Columns of liquid on top of gas, when and why does gas bubble up through the liquid?

I have a long straw ("small" diameter tube of constant cross-section) hanging vertically above me. The straw is filled with liquid (water). I blow a finite volume of air (gas) into the lower end of the straw. The input of gas into the lower end of the straw is such a way that the gas spans the entire diameter of the straw. The gas lifts the liquid column above it, but does not "bubble up through" the liquid. The gas and liquid are now in hydrostatic equilibrium; a column of gas at the bottom, with a liquid column sitting on top of the gas.
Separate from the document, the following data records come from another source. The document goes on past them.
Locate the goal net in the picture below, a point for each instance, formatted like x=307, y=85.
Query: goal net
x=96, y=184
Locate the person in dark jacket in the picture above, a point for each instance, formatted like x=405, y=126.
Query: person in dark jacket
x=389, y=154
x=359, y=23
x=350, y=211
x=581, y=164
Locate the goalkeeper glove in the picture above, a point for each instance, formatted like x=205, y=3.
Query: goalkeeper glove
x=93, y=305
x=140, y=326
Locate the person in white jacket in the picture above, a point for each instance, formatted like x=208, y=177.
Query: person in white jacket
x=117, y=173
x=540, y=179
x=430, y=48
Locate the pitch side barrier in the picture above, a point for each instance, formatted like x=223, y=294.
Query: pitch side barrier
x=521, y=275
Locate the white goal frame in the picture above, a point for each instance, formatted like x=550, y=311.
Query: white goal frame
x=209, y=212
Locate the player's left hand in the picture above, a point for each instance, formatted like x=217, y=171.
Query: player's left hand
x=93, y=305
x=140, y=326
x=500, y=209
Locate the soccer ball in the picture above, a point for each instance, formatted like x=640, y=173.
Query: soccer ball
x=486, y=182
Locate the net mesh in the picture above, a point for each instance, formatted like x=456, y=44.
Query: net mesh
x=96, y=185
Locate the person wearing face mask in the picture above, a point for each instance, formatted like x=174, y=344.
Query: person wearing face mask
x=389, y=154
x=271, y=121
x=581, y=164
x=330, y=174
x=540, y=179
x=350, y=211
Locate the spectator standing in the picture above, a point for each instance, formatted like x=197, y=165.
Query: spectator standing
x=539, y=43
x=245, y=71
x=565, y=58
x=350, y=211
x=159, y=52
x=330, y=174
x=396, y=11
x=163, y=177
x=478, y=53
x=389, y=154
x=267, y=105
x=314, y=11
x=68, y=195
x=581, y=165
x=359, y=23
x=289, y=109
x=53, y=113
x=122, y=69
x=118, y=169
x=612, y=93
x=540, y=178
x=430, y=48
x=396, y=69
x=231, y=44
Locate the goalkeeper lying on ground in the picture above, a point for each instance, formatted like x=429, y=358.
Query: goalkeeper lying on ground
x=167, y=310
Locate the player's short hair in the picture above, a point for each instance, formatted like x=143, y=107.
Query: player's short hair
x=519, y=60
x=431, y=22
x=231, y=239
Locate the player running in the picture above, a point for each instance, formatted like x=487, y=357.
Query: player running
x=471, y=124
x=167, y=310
I now imagine a "funnel" or "cone" shaped straw, i.e., one where the diameter of the straw is "large" at the top $$(D_{top}>>D_{bottom})$$ and gradually gets smaller towards the bottom $$(\Delta D/\Delta L<<1)$$, where the diameter of this straw at the bottom is same as the previous scenario. Following the same scenario as previously described, I input air into the lower (smaller) end of the straw. I would imagine that as I put a little bit of gas volume in, the entire liquid column would be displaced upwards, and the gas would remain under the liquid column. But I would also imagine that if I put enough air in, enough so that the top of the gas column reaches a certain (larger) diameter of the straw, the gas at this interface will break away as a bubble and rise through the liquid column.

Is this intuition correct? If "yes" what are the underlying physics? What determines if the gas bubbles up through the straw or not?